Purpose and methods: Fourteen AMS 800 (American Medical Systems, Minneapolis, MN) urinary artificial sphincters have been consecutively implanted in 13 patients with total incontinence for stool of various causes (traumatic or postoperative, 7; congenital, 3; neurologic, 2; idiopathic, 1). No proximal stoma was constructed but was already present in one patient before implantation.

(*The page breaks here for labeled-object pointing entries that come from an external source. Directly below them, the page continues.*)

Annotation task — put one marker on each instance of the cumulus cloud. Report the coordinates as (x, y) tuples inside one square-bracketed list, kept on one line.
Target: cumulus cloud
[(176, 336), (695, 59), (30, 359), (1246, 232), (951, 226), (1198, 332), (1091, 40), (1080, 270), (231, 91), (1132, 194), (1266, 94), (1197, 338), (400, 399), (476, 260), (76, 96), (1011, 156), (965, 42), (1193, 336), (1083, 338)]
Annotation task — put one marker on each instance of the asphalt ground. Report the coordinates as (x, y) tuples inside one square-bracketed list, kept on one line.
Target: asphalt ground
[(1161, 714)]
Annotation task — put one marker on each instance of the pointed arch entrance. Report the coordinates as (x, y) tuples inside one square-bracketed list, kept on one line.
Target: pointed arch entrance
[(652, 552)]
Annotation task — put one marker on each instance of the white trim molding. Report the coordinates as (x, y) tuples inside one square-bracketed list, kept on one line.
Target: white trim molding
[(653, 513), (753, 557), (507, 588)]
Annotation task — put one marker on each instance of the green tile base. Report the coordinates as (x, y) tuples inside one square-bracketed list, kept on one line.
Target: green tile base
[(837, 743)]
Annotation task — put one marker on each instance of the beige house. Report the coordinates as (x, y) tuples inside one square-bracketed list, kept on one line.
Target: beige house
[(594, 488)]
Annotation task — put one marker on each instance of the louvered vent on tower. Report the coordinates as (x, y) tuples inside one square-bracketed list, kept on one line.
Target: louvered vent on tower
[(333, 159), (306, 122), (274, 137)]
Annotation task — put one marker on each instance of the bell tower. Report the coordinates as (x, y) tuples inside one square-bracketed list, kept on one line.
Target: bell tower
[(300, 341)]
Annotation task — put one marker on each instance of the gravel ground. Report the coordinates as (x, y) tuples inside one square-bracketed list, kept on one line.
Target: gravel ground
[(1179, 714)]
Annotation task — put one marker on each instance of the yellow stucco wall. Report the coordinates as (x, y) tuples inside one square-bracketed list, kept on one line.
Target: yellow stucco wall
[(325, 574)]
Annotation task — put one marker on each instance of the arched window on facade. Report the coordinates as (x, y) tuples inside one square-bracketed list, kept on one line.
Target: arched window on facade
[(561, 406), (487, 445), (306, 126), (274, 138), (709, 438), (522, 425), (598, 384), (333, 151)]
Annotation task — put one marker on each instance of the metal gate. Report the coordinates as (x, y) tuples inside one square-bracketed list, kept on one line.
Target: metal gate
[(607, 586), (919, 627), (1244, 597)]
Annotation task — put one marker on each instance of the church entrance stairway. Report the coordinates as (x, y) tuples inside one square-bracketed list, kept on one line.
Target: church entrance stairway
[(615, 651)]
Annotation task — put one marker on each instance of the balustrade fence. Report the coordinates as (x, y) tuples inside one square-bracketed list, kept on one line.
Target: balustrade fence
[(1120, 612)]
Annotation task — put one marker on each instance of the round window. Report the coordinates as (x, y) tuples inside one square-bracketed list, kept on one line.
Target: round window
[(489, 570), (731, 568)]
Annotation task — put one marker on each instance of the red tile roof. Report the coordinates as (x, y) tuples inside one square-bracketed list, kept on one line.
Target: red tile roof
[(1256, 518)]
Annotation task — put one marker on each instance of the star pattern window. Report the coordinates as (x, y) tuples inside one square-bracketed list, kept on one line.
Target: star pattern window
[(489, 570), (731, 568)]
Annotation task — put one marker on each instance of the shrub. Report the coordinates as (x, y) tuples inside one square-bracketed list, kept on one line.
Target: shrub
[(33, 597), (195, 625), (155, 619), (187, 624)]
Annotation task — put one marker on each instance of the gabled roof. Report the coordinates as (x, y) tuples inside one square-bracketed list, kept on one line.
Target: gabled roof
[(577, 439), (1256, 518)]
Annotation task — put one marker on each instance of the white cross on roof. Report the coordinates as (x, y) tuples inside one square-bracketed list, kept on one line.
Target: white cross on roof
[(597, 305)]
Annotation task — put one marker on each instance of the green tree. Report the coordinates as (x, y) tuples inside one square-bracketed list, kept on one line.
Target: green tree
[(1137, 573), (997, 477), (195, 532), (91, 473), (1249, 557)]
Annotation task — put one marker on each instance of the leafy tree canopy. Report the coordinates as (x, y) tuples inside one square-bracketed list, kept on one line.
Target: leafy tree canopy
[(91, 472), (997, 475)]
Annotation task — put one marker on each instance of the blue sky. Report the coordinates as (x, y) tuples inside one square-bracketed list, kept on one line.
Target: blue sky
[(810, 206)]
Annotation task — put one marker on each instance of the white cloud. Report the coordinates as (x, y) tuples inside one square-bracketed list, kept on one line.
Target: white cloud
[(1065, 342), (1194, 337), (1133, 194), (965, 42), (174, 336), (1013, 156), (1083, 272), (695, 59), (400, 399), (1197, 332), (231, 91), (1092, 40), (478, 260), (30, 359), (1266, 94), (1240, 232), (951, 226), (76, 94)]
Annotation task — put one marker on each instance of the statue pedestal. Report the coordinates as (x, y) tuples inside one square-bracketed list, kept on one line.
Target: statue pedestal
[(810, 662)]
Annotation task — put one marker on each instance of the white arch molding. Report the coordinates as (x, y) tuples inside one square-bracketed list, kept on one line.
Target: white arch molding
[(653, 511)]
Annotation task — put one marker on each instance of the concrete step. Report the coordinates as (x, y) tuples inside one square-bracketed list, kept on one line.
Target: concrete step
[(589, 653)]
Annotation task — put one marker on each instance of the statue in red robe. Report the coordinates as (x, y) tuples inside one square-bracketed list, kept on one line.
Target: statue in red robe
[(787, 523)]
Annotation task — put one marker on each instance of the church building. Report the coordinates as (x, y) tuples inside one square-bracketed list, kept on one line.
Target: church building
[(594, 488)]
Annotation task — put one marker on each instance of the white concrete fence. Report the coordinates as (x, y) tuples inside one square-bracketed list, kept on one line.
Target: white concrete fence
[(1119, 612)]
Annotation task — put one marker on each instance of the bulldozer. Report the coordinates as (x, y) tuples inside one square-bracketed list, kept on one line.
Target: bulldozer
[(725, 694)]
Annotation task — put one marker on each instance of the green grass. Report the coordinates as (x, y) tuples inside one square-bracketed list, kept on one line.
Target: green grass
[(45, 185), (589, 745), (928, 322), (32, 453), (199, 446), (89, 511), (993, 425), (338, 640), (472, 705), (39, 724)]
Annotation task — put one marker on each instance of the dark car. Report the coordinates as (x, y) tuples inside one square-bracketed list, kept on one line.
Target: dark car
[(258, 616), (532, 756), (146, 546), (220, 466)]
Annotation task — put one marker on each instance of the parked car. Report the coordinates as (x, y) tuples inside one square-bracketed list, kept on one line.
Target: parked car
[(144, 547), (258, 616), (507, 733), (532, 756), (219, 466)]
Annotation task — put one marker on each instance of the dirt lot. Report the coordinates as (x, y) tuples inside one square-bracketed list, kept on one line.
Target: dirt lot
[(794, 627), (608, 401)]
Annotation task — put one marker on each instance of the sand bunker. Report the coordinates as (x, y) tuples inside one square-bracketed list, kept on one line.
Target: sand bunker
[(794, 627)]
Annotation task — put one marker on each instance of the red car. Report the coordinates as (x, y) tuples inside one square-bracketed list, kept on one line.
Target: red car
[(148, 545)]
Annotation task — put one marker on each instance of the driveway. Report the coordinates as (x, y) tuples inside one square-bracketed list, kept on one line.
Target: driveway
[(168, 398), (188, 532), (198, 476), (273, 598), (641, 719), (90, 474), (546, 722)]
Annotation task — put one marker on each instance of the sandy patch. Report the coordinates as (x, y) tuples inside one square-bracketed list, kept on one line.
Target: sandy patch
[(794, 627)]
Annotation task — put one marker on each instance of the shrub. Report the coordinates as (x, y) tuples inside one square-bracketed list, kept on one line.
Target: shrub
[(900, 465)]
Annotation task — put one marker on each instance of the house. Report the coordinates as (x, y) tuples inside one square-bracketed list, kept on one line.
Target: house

Results: Sepsis occurred in two patients. Removal of sphincter and colostomy was necessary in three patients: one of these two had developed sepsis, one had perineal ulceration before activation of the sphincter in a severely scarred perineum, and one had severe pain in a radiation-injured anorectum. Sphincter-related failure occurred once by rupture of the cuff in a constipated woman after two years of satisfactory function. Reimplantation of a new cuff restored normal continence in this patient. After median follow-up of 20 (range, 4-60) months, nine of ten patients with a functioning sphincter were continent for stool, and five were also continent for gas. Failure occurred in one patient because the cuff was too large to occlude the anal canal. This patient is awaiting reimplantation. Four patients experienced easily controlled difficulties with evacuation of feces. Anal pressure with inflated cuff varied from 43 to 94 (mean, 58 +/- 12) cm H2O.
Conclusion: These results show that an artificial sphincter has a role in the treatment of severe anal incontinence when local therapies are not applicable or have failed.